ClearSky is a Boston-based startup founded in 2014 by industry veterans Lazarus Vekiarides and Ellen Rubin; ClearSky comes with a unique proposition, which – if successful – might revolutionize the way primary storage is consumed. I introduced ClearSky in my previous TFD14 preview article where I described their solution; the objective is to reduce drastically the Data Center footprint of traditional primary storage by shifting it to the Cloud while at the same time simplifying DR operations and ensuring accessibility of data from any location. This outcome seemed to be impossible to achieve due to the strict latency requirements that primary storage inherently carries, but ClearSky has found an elegant and effective solution to this conundrum. However, there is one caveat here and it will be evident in the following paragraph.

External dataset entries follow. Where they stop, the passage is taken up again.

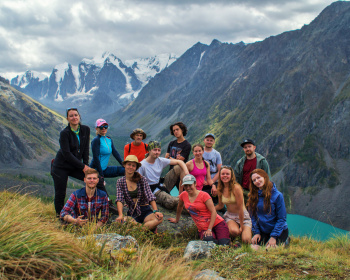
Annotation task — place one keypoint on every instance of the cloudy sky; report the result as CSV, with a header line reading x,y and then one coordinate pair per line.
x,y
37,34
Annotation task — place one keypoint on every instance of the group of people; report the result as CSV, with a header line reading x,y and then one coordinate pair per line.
x,y
255,209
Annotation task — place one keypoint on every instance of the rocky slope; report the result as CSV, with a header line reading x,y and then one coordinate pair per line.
x,y
104,82
291,93
29,131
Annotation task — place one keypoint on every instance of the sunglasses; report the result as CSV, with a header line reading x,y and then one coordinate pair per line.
x,y
103,127
226,166
68,109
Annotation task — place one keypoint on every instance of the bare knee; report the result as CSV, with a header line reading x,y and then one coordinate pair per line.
x,y
234,232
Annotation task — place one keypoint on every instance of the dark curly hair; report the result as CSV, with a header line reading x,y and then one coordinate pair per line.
x,y
253,197
182,126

Here is how it works: ClearSky’s will deliver a 2U all-flash “edge” caching appliance to your Data Center and they will connect it to their Global Storage Network through their nearest Point Of Presence by means of dual Gigabit dedicated leased line that ClearSky will contract and deploy for you as part of the package. The strict requirement here is that your DC must be at metro distance from the nearest POP to ensure that latency is below two milliseconds. The caveat I was referring to is that, as of today, these POPs are available only in key US locations – mostly in the East Coast – although the plan is to expand ClearSky’s presence, first within the USA and then globally. This will be possible with alliances with local or global service providers that will provide dedicated connectivity and hosting at competitive prices; Akamai has recently strategically contributed to ClearSky Round B funding and this is a clear indication of technological and business synergies to come. The POPs are connected (again with high-speed dedicated links) to a cloud backend where the single, complete, fully protected copy of the customer’s data is stored. Right now, this cloud backend is located within the AWS US East Region, but there is no strict dependency on AWS and any Cloud Provider could perform that role, as long as they are able to guarantee the same strict availability and durability requirements AWS can ensure to ClearSky. Securing deals with providers who can offer high-speed dedicated connectivity and durable, “infinite” elastic storage will be the key to ClearSky’s global expansion and business sustainability.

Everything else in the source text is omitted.